‘There is room for improving water resources by adopting smart regulations, technologies’

May 23, 2018

TEHRAN — “We all know Iran faces water shortages, however, we still see there is lots of room for improving the present resources by adopting smart regulations and smart technologies for strengthening water resilience,” Stefan Scholz, Vienna’s ambassador to Tehran has said.

Still too much water in Iran is wasted and this requires a completely new approach to integrated water management, the Austrian ambassador told Mehr news agency. 

“The top leadership is very enlightened. It has acknowledged this problem and the urgent need to build resilience within water security, but the message has to trickle down to street-level bureaucracy which is the subset of a public agency or government institution where the civil servants work who have direct contact with members of the general public. So I think even with the comparably low water quantities of minus 38 percent available this year, Iran could achieve a relatively better outcome. Still, if recent precipitation trends continue it will not be possible to avoid water shortages, on top of declining water quality and untreated waste water. But we could save time if the right policies are to be implemented now.”

Elsewhere in his remarks, Scholz said that “some 25 years ago we had a very dramatic policy change in Austria, this was when a rising awareness set in about the negative impacts of unchecked industrialization on the environment, particularly on our forests and lakes.
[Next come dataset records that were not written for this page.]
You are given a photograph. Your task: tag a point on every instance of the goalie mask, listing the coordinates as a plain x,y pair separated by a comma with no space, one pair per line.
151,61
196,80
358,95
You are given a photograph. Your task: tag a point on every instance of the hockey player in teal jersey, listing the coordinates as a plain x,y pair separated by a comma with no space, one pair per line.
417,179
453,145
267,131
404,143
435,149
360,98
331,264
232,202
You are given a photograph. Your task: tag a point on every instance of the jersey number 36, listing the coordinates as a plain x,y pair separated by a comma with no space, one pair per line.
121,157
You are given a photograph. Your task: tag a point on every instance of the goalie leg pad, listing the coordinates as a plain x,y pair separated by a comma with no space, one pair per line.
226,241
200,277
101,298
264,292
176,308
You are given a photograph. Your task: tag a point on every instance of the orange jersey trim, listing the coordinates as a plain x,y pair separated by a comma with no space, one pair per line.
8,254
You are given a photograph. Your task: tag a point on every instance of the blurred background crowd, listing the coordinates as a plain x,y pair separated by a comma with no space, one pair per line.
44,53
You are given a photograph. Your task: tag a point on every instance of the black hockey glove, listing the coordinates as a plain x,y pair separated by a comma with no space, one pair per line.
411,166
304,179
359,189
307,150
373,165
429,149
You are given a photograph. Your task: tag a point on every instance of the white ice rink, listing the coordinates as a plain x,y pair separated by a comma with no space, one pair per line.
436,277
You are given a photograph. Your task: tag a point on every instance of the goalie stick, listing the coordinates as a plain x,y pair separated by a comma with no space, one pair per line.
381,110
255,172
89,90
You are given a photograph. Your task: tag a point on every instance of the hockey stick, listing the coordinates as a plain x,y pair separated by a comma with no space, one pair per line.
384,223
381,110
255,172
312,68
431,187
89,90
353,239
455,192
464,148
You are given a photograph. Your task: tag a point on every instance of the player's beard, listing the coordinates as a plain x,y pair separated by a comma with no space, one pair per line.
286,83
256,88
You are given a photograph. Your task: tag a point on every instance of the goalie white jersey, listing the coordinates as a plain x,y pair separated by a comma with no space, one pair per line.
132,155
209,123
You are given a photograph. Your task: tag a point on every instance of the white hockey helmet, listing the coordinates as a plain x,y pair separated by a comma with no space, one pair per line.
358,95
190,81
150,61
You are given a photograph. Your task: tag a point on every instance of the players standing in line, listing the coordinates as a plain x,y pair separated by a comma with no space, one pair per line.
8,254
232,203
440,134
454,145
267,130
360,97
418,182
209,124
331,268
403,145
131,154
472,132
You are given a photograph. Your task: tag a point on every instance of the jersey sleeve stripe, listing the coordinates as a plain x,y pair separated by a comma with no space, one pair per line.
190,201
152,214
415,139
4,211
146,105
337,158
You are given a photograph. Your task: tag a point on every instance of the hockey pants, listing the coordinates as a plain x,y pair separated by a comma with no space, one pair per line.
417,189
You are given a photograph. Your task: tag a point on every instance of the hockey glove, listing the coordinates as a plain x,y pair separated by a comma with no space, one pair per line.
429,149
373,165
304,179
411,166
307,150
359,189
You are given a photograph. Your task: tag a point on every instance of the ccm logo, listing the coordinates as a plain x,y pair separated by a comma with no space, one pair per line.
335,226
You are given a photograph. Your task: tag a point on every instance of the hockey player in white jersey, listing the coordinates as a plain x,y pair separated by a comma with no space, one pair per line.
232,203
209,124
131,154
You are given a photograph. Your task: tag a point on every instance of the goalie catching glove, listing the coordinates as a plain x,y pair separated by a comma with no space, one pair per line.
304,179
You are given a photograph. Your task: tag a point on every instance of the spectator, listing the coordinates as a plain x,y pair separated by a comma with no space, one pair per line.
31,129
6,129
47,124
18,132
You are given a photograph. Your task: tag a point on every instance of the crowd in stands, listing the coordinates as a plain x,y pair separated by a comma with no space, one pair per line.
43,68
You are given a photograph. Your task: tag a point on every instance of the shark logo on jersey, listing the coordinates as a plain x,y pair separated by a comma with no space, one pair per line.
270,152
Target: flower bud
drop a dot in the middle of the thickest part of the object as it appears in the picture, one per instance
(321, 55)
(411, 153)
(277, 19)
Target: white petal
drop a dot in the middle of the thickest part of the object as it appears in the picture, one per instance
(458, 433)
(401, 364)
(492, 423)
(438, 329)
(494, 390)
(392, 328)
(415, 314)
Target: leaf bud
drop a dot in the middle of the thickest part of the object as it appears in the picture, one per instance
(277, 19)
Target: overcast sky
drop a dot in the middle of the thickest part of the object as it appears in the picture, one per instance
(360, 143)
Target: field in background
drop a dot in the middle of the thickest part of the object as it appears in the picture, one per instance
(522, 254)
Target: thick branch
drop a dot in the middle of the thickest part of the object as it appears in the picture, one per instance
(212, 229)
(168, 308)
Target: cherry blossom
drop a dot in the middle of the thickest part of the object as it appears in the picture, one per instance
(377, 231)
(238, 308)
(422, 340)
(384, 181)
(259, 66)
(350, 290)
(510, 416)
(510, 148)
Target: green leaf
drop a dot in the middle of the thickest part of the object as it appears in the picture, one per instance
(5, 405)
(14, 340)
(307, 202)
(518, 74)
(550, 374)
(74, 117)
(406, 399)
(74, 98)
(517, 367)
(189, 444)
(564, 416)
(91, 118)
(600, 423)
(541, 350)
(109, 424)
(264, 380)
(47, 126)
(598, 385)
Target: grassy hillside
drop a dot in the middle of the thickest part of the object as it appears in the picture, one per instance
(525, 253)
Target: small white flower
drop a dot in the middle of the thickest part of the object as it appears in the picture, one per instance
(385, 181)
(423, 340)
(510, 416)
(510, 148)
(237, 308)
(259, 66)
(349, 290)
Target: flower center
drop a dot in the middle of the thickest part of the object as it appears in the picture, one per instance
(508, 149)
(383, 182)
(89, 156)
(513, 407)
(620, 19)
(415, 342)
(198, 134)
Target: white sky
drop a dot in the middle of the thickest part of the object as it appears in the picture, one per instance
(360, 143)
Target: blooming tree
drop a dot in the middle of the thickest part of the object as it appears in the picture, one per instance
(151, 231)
So we started in a very systematic way to address the problem. We adapted our regulatory framework and our export oriented economy, as it turned out, strongly profited from this policy reorientation.”

In the first phase there were segments of the population and vested interests who opposed the new theory of change, as they thought that green energy, clean environment and clean air are to the detriment of industrial output. It showed 25 years later that this reorientation turned out a huge success for the Austrian economy as a whole, he said, stating, “Because now we have brightly established a number of niches where we became world champions for the technologies that we developed when we successfully cleaned up the environment.”

“We have 40 major lakes in Austria all of them have drinking water quality today, which they did not have some 25 years ago. So it is a narrative that implies change is possible when you apply the right regulations and the right technology which Austria is willing to share with Iran. It is all about developing a theory of change that can propel societal development to the next level”
 
Inquired about transboundary water resources shared between countries and their management the ambassador explained that there are many analysts who claim that water will be the source of conflict in the next decades to come. 

“In the case of Europe there are three countries that have a surplus of fresh water, Austria is one of them. There is quite some pressure on the level of the European Union and in Brussels that we make the privatization of water management and European Union competence. Austria is adamantly opposed to that. Here we seek to keep our sovereignty by deciding how we manage our own water resources. So this is an important point; you need the ownership by republic authorities.”

“When it comes to Iran water security could be one of the mottos of the future cooperation between Iran and Austria and high level visits. We very much think that this is a niche area which is of extreme importance to Iran and Iranian people where we could cooperate. I recently visited Mashhad and I agreed with the mayor that we led a business delegation together with the Austrian ministry of economic affairs to Tehran and Mashhad to discuss possible solutions for the water shortages,” he concluded.